Selasa, 23 Juli 2013


Masih segar dalam pemberitaan mengenai lima pencari gaharu yang terjebak di atas pohon selama lima hari karena dikepung oleh lima ekor harimau yang mengamuk karena para pria tersebut telah membunuh seekor anak harimau. Berikut tersaji analisis dari peristiwa tersebut.
Setelah lima hari terjebak di atas pohon untuk menghindari induk harimau Sumatera yang mengamuk, kelima pria yang memasang jerat dan membunuh seekor anak harimau Sumatera ini berhasil dievakuasi oleh tim penyelamat.

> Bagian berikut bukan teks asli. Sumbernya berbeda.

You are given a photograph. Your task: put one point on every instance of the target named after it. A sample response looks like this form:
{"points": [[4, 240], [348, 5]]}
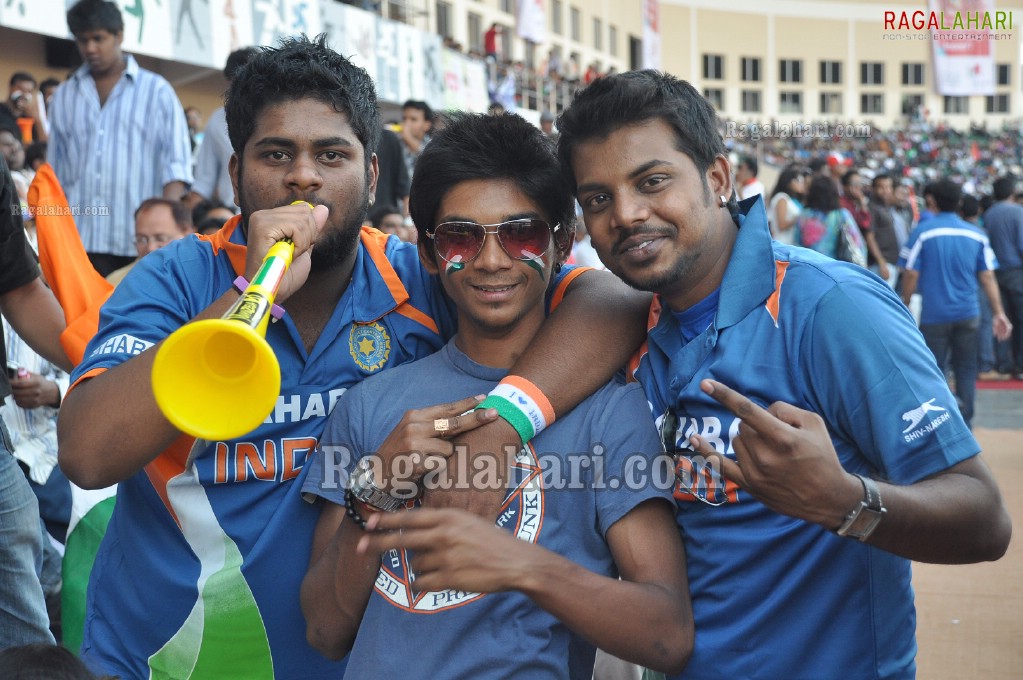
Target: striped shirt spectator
{"points": [[112, 156]]}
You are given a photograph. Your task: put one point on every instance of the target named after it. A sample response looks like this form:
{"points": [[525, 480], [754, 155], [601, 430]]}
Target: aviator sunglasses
{"points": [[459, 242]]}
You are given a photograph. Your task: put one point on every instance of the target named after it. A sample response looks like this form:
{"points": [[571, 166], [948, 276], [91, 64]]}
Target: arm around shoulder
{"points": [[586, 340]]}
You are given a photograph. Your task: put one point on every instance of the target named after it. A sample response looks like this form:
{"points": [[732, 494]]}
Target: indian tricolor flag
{"points": [[81, 291]]}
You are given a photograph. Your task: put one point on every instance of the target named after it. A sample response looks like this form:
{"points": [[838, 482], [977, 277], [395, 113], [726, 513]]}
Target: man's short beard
{"points": [[332, 247]]}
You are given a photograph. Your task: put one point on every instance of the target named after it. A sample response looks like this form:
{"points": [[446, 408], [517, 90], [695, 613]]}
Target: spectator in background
{"points": [[547, 126], [213, 179], [947, 257], [787, 201], [416, 121], [492, 42], [21, 108], [193, 118], [33, 311], [13, 152], [209, 216], [827, 227], [854, 200], [46, 90], [393, 181], [746, 176], [158, 222], [35, 155], [969, 211], [118, 136]]}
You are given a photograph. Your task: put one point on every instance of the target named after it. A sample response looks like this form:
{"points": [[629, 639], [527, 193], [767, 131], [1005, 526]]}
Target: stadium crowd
{"points": [[413, 268]]}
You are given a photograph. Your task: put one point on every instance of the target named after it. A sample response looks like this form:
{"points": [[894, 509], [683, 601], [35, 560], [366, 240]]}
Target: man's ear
{"points": [[427, 256], [719, 178], [373, 174], [233, 169]]}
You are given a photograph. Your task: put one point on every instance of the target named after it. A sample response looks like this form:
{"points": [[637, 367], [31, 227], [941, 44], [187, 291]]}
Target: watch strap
{"points": [[363, 488], [863, 518]]}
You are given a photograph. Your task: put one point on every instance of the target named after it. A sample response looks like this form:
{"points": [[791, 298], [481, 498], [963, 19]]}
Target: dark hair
{"points": [[986, 201], [789, 173], [750, 163], [848, 176], [377, 214], [946, 194], [203, 208], [302, 69], [20, 77], [477, 146], [35, 151], [969, 207], [881, 177], [1004, 187], [428, 112], [182, 216], [823, 194], [236, 59], [95, 15], [634, 97], [42, 662]]}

Tim yang berjumlah kurang lebih 30 orang ini terdiri dari aparat kepolisian, TNI, pihak taman nasional, LSM, BKSDA setempat dan tim SAR. Sebelum tim ini menyelamatkan kelima pria ini, sejumlah penduduk desa sempat berupaya menyelamatkan mereka, namun akhirnya terpaksa berbalik karena kelima harimau masih menunggui di bawah pohon.
Tim penyelamat berhasil menemukan kelima pria yang masih ditunggui oleh lima ekor harimau Sumatera dewasa saat diselamatkan dari sebuah pohon di Taman Nasional Leuser di Aceh Tamiang. "Saya menerima kabar dari tim evakuasi bahwa mereka sudah berhasil diselamatkan setelah tiga orang pawang berhasil menjauhkan harimau dari sekitar lokasi penyelamatan," ungkap Letnan Satu Surya Purba, Juru Bicara pihak kepolisian setempat. Kelima pria yang selamat ini adalah Adi Susilo, Mujiono, Budi Setiawan, Suriadi, dan Awaludin.
Ilustrasi: Harimau Sumatera (FOTO: Huffington Post)
Ilustrasi: Harimau Sumatera (FOTO: Huffington Post)
Seperti dilansir oleh BBC.co.uk, Kepala Taman Nasional Leuser, Andi Basrul menyatakan bahwa para pencari kayu gaharu tersebut dibawa ke desa terdekat, yang berjarak enam jam berjalan kaki. Sementara Jamal Gayu dari Leuser International Foundation mengatakan bahwa kelima pria ini berada dalam kondisi sangat lemah setelah mereka tidak makan samasekali selama tiga hari, setelah lima hari terjebak di pohon. Salah satu rekan mereka bernama David, sudah lebih dulu tewas setelah dicabik oleh harimau Sumatera yang mengamuk setelah anaknya mati terjerat jebakan besi yang dipasang para pencari gaharu ini.
Gaharu adalah sejenis kayu yang mengandung creosote khas yang sangat wangi dan umumnya digunakan dalam industri parfum dan berharga sangat mahal. Harga setiap kilogram gaharu biasanya berkisar Rp 5 juta.
Keenam pria ini yang merupakan warga dari Desa Simpang Kiri di Kabupaten Aceh Tamiang ini memasuki kawasan taman nasional untuk mencari gaharu pada hari Selasa, 2 Juli 2013 silam, dan dalam perjalanan mereka terpaksa berurusan dengan harimau Sumatera pada Kamis 4 Juli 2013 silam.
Dalam perjalanan, biasanya para pencari gaharu ini biasanya mencari satwa di hutan untuk dijadikan bahan makanan. Hal yang sama dilakukani dengan keenam pria yang mulai masuk ke hutan sejak pekan lalu ini. Mereka memasang jerat dari tali besi untuk menangkap rusa. Sayang, bukan rusa yang didapat, namun justru anak harimau yang masuk perangkap. Anak harimau ini joke mati dan sontak membuat induknya mengamuk dan membunuh David yang saat itu masih dalam jangkauannya. Sementara kelima rekan David yang lain, berhasil menyelamatkan diri dengan naik ke pohon untuk menyelamatkan diri.
Sejak itu, kelima pria ini tertahan di atas pohon, karena induk harimau tersebut belakangan ditemani oleh empat individu harimau Sumatera lainnya, dan mengepung mereka hingga saat mereka dievakuasi lima hari kemudian.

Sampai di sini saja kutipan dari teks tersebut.